Methode: Die Studie deckt mit 150 Kampagnen von 55 Marken aus 10 Branchen im Zeitraum von 2013 bis 2017 ein sehr breites Marktspektrum ab – von FMCG und Retail über Dienstleistungen und E-Commerce bis zu Automobil und Pharma. Im Fokus steht die Effektivität und Effizienz von TV, Radio, Online, Print, Out-of-Home und Kino. Dafür wurde der jeweilige Wirkungsbeitrag der sechs Mediengattungen auf Absatz (Abverkauf, Umsatz, Website-Visits, Registrierungen u.a.) und Markenwahrnehmung (Marken-bekanntheit, Markenimage, Werbeerinnerung, Kaufabsicht u.a.) analysiert.
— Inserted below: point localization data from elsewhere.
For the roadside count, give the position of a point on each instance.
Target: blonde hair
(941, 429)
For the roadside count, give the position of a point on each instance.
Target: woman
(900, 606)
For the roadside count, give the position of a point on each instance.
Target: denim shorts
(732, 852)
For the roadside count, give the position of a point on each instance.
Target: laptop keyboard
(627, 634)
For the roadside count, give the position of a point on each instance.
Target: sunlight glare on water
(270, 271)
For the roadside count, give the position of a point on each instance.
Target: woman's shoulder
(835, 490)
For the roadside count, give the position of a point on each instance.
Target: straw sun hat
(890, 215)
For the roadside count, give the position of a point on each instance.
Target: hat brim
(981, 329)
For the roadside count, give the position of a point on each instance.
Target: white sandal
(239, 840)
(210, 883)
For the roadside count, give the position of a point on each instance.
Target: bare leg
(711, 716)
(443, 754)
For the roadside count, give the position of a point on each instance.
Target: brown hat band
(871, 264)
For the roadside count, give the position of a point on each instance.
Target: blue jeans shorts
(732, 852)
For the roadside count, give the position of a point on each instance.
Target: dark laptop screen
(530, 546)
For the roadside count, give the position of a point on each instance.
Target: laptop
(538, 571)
Grundsätzlich wurden in der Studie nur die unmittelbaren, kurzfristig messbaren Werbeeffekte betrachtet. Neben den Modeling-Ergebnissen liefert die Studie auch detaillierte Hinweise zur Optimierung des Mediaeinsatzes

 

Summing Up: Gute Nachrichten für die gesamte Werbebranche: Die Werbewirkung ist, anders als vielfach erwartet, in den vergangenen Jahren über alle Medien hinweg nicht gesunken. Die pessimistische Einschätzung, nach der Werbung aufgrund der zunehmenden Fragmentierung der Medien- und Werbeangebote generell an Wirkung verloren habe, wird von der Meta-Modeling-Analyse nicht bestätigt. Im Gegenteil: Der direkte Effekt von Werbung auf Absatz und Markenwahrnehmung, die beiden wichtigsten Indikatoren für Werbewirkung, ist in den vergangenen fünf Jahren über alle Werbekanäle insgesamt sogar gestiegen – und zwar von 10 Prozent auf über 14 Prozent. Die Studie, die Dentsu Aegis Resolutions (DAR) im Auftrag von Screenforce durchgeführt hat, begründet diese positive Entwicklung neben der verbesserten Datengrundlage mit der gestiegenen Mediennutzung und der wesentlich professionelleren Aussteuerung von Werbung.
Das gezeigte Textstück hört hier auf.